Do You Know Where Your Water Comes from?

We Can’t Be Picky.

Droughts have forced many cities to look for alternative ways to obtain drinking water. Many cities, like Los Angeles, are required to transport water from hundreds of miles away, which is harmful to the environment and expensive. Other cities are required to use great amounts of energy and money to get their water from the ocean.

You all prefer these expensive ways to obtain water instead of water recycling which in comparison is cheaper and more effective. Water recycling has been around for a while but has not been used for drinking purposes. Why? Because people thought it was disgusting to drink recycled water.

A recent study by the Judgment and Decision-Making journal found out that 13 percent of adults in the US refuse to drink recycled water. It may seem like a very low percent of the population but they have stopped cities from using recycled water. Many years ago before the historic drought in California, cities like San Diego and Irvine tried implementing a water recycling program but failed because many people opposed it. If those recycling programs had been implemented the drought effects would not have as big of an impact.

Cups of Water Test

Take both cups above as an example. One of them is straight from the wastewater treatment plant and the other one is your normal cup of water. The water looks and tastes identical, people would not find a difference other than the cup the water is in. Both of them are exactly the same but people get gross out by one of them.

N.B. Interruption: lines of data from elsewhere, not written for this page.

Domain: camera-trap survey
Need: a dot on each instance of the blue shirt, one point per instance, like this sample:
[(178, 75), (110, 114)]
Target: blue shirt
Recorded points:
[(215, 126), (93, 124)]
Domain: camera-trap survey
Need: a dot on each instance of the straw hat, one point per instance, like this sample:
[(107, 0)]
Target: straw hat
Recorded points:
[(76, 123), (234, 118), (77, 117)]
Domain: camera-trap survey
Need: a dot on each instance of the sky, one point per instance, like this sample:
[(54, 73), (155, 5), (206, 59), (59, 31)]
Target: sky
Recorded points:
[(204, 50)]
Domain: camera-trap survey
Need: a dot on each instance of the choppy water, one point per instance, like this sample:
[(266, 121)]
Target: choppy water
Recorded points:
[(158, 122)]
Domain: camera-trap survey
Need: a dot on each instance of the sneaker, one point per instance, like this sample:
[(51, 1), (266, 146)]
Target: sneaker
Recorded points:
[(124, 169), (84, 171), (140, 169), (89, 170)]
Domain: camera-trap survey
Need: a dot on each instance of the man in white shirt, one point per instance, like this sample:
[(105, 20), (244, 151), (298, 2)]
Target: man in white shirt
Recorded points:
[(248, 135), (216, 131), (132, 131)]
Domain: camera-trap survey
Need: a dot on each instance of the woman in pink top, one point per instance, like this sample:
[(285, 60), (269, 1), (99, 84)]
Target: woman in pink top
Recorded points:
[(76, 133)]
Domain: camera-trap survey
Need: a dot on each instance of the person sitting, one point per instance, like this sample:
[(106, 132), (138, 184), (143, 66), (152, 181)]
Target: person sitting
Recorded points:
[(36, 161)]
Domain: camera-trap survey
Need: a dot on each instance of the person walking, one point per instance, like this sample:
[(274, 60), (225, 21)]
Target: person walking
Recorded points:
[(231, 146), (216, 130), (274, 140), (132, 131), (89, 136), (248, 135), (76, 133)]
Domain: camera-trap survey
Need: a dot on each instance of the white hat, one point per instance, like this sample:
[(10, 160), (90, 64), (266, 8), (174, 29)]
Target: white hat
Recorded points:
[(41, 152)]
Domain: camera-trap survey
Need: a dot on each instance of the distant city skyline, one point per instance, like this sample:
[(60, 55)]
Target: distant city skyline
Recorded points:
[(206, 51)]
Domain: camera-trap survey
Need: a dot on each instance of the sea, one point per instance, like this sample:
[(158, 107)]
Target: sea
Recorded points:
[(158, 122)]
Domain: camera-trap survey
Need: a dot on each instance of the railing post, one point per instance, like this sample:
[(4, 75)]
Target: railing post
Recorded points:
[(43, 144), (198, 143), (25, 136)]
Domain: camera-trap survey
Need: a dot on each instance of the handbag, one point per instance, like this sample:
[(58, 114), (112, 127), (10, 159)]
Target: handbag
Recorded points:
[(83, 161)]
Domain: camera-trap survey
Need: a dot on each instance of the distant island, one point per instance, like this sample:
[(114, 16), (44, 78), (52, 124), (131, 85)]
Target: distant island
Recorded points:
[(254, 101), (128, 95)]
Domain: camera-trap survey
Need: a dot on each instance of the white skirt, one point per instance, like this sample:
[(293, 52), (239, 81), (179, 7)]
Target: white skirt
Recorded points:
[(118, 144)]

As you can see there is not difference, and as you may not know, many of you have been drinking recycled water the whole time. Yes, you are already drinking recycled water. Recycled water programs have been implemented in a couple of cities for a while now. Wastewater treatment plants usually discharge their water after it has been purified water back into rivers and aquifers. Those rivers and aquifers are the same ones that we obtain our drinking water from. People do not know they are drinking recycled water because there is no difference

What Part is Disgusting?

Recycled water is cleaner than the water that comes out of your faucet or bottle. The water has no impurities, diseases, it tastes normal, and it looks clear. There will not be anything floating around in your cup of water. What you do not like about recycled water is its’ origins. Everyone thinks that recycled water comes from our toilets. People are misinformed about the waters’ origins and as a result of that inaccuracy is what causes initiatives for recycled water to fail.

The water you use at home is the water that goes to the wastewater treatment plant. This includes sinks, showers, bathtubs, toilets, washing machines, and dishwashers. The water you use to clean your apples is the same water that gets recycled. Does not sounds so unpleasant now right? You need to understand that the water treated at as wastewater treatment plant is not just from your toilet.

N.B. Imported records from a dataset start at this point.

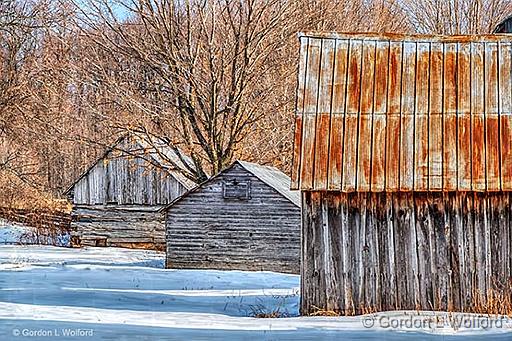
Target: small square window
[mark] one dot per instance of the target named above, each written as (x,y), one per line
(236,189)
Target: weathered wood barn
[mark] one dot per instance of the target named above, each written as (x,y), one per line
(244,218)
(403,154)
(117,201)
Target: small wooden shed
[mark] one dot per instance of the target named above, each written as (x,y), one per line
(244,218)
(403,154)
(117,201)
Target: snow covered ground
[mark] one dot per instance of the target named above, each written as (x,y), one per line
(50,293)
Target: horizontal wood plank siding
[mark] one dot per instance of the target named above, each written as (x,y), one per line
(130,226)
(204,230)
(126,180)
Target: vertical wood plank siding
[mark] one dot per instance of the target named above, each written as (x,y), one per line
(400,113)
(205,230)
(126,181)
(403,251)
(117,201)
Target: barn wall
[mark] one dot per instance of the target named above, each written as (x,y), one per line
(204,230)
(128,226)
(124,180)
(384,251)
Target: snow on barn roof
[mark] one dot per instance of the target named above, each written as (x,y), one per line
(159,152)
(387,112)
(271,176)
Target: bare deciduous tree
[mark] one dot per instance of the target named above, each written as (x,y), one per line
(203,63)
(456,16)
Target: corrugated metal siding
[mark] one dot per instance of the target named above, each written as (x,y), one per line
(403,113)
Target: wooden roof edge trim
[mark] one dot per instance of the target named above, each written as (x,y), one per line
(411,37)
(91,166)
(114,147)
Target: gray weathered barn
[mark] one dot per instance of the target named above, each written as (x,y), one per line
(117,201)
(403,154)
(244,218)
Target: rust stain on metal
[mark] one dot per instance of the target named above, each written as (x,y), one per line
(403,113)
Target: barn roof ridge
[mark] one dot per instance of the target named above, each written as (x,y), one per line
(269,175)
(438,38)
(187,183)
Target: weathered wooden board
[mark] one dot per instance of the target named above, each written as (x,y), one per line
(114,225)
(417,251)
(206,230)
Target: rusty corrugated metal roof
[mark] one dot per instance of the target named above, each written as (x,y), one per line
(403,113)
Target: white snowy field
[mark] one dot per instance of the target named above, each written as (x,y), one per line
(51,293)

Stop Referring to Recycled Water as Toilet-to-Tap

The more popular term for recycled water is “toilet-to-tap” water. This term is what gives you that negative connotation about the origins of recycled water. Hearing the word toilet on anything gives it a negative outlook. That is why you have that negative perspective about toilet-to-tap.

As an experiment, I asked a couple of friends what they thought about each term. Mostly everyone answered that recycled water sounded pleasant and they would not have a problem drinking it after a purification process. When I asked them what they thought if the water was named “toilet-to-tap” their answers were different. The term gave them a more negative perspective of recycled water. They thought it was water straight from a toilet and a purification process did not even cross their mind. Even though these terms are meant for the same thing; “toilet-to-tap” does not create a positive perspective on recycled water.

You should not feel gross out by recycled water or toilet-to-tap. Recycled water is not different to any water that you consume. Any biosolids or contaminants that were in the water are gone after a purification process at the wastewater treatment plant. What needs to happen is to stop using the term toilet-to-tap. That term is what causes you to have a negative image of recycled water.

Accepting recycled water will help more cities be able to fund wastewater treatment plants. These initiatives will benefit all of us. We would have water security in times of drought by having an effective and cheap way to obtain water. When you are against initiatives like these, even with little opposition, it is hard for cities to go through with them.